Pasa entonces el tiempo, y a partir de un día difuso volvemos a dormir sin sobresaltos y sin recordar en el sueño, y a afeitarnos ya no al azar ni a deshoras sino por la mañana; ninguna botella se rompe ni nos irrita ninguna llamada, prescindimos del culebrón, del crucigrama, de las salvadoras rutinas sobrevenidas que observamos con extrañeza en la despedida porque ya casi ni comprendemos que nos hicieran falta, y hasta de las personas pacientes que nos entretuvieron y nos escucharon durante nuestra temporada de luto, monótona y obsesiva. Alzamos la cabeza y miramos a nuestro alrededor de nuevo, y aunque no haya nada promisorio ni llamativo, ni que sustituya a lo añorado y perdido, empieza a costamos mantener esa añoranza y nos preguntamos si de verdad perdimos.
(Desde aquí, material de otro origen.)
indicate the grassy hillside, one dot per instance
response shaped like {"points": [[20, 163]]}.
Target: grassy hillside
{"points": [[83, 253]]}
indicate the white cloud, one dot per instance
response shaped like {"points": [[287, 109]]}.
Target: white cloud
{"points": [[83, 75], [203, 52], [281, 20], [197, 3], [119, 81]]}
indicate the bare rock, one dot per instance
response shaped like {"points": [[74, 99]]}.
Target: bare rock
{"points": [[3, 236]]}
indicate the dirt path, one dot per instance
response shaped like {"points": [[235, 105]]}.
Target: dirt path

Aparece una pereza retrospectiva respecto al tiempo en que amábamos o nos desvivíamos o nos exaltábamos o nos angustiábamos, uno se siente incapaz de volver a prestar tanta atención a alguien, de tratar de complacerla y de velar su sueño y de ocultarle lo ocultable o lo que le haría daño, y en la asentada ausencia de alerta halla uno un enorme descanso. 'Fui abandonado', piensa, 'por la amante, el amigo o el muerto, tanto da, todos se fueron, el resultado es el mismo, me quedé a lo mío. Acabarán lamentándolo, porque gusta saberse querido y entristece saberse olvidado y yo ahora los voy olvidando, y el que muere, más o menos, también sabe lo que le espera. Yo hice cuanto pude, aguanté a pie firme, y aun así se me apartaron.' Cita uno entonces para sus adentros: 'La memoria es un dedo tembloroso'. Y añade luego de su cosecha: 'Y no siempre atina a señalarnos'. Descubrimos que nuestro dedo ya no atina, o que lo logra cada vez menos, y que quienes nos absorbieron la mente noche y día y noche y día, y estaban fijos en ella como un clavo martillado y hundido, se desprenden poco a poco y comienzan a no importarnos; se tornan borrosos, temblorosos ellos mismos, y hasta se puede dudar de su existencia como si fueran una mancha de sangre ya frotada, lavada y limpiada, o de la que sólo queda el cerco, lo que mas tarda en quitarse, y ese cerco ya va cediendo.